08 October 2010

On the Tonle Sap

LAND/WATER/RAIN - On the Tonle Sap from Kalyanee Mam on Vimeo.



I met Sari exactly two years ago, in October 2008. He was only fourteen then, but he had a keen spirit and a vicious curiosity that connected me to him immediately. He led us to his village mosque, pulled out a Koran and began reciting verses in a lyrical and hypnotic voice. There was still something gentle and innocent about him.


When I saw Sari again, I noticed something had changed. He had grown older, more mature, and perhaps more alive to his own unique individuality.


When we arrived in Kaoh Manou village Pou Sali took us to where Sari was fishing with his little sister, Um Mey, only twelve years old. The school will start again for Um Mey the next day and this will be her last chance, after helping the family fish all summer, to help out.


Sari looked like a tall bamboo reed from the distance, his eyes squinting in the sun beneath his flapping checkered hat. Sari directed the boat, while his little sister, covered in a white, cotton hat, paddled. Their boat was small, barely big enough to fit the engine. Sari apologized profusely for it’s small size, which, in Pou Sali’s eyes, could not be considered a serious fishing boat.

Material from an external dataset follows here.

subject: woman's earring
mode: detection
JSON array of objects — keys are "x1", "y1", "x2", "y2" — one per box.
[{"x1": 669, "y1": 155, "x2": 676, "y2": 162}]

But the sister and brother pair still worked and smiled, diligently casting the net into the lake, section by section, each section weighted down by empty cans of insect spray that helped to buoy and locate the nets. The nets were left to sit for about an hour and then pulled in again, section by section, to remove any fish caught. Um Mey’s hands were nimble and precise as they pulled the nets and wove them back on to the boat. The hands, long and skillful, did not seem to belong to a small, twelve-years-old girl but to an older, more experienced young woman.


Sari and his sister had been fishing since early morning, before dawn, and had caught nothing. Some days are like this, especially when the current on the lake is strong. The official fishing season, which would start on the first of October, had also not yet begun, so they were restricted to less plentiful areas.


In between casting and pulling, Sari and his sister would find shade to sit in and wait. We docked the boat on the trunk of a pralea tree. Sari began to climb up to the branches and his sister climbed up as well, calling after him, the sun glinting through the leaves. They laughed like the children that they are, so different from the mechanical hands that felt so at home in their work on the water. Sari climbed further up the tree and swung to a branch, purposely losing his balance and falling straight into the cool, clear water for the perfect afternoon dip.


We drove the boat to a small fish weighing station set up in the middle of the lake, where Pou Sali’s wife was weighing fish pulled in by the various fishermen they knew and had deals with. Pou Sali and his wife would weigh and buy fish all day, late into the evening. Sometimes, they would even have their meals there, inside a small arched shade they constructed on the sampan. At 2 o’clock in the morning they would take the fish to the local market to sell to large trucks pulling in from the city to pick up the latest catch.


Without me noticing, Sari had slipped away on his small boat. I asked Pou Sali where Sari had gone. He told me in a few minutes I would be able to hear his boat, racing along the lake. This was a new sport that Sari had picked up and that he did whenever there was extra gas left over in the engine. Excuses were made to go somewhere and he would be gone, racing his boat fast and furiously with the local village kids.


Once Sari dropped me off at his house and told me he had to pick up his pants, which were being patched up by the tailor. Sari never came back with the pants. I asked his parents where he had gone. They shook their heads like any parents of a growing adolescent child and told me once Sari started boat racing, it would be a while before he returned. I smiled, understanding the rebelliousness of adolescence and the need to have time and space away from one’s family and especially the obligations that exceeded his age.


I spent the rest of the afternoon filming Sari’s younger brothers and sisters. Sari had five. The youngest was only one year and half. The second youngest attached her body to my leg as I tried to move around the house with the camera. She kept screaming “Si bai! Bai si! Si bai! Bai si!” Eat rice! Rice eat! Eat rice! Rice eat!


Um Mey, the eldest sister, bathed the baby and rocked her on the hammock that hung just close to the window overlooking the river channel where boats crisscrossed the village throughout the day. A boat pulled up to the house selling hot fried rings of dough dipped in brown, caramelized sugar. Sari’s mother handed the kids money to buy a few bags of the cakes, which the children and myself devoured within minutes, our hands and mouths sticky from the hot sugar. Double-fisting the cakes, the children laughed with stuffed faces.


When Sari returned from boat-racing, he spent the rest of the afternoon writing in his notebook. Before I left Cambodia in August, I asked Sari if he could keep a notebook of his story, his family’s story, and the story of the lake. After dropping out of school, he had no other opportunity to read, write, and learn, so he welcomed this task. He told me he even carried his notebook with him when he and his father went fishing in the middle of the lake. Sometimes the winds were so fierce there would be nothing to do but write.


That afternoon, Sari wrote while his brothers and sisters laughed and played, his mother cooked, and his father recited his afternoon prayers in the one-room house that all seven shared.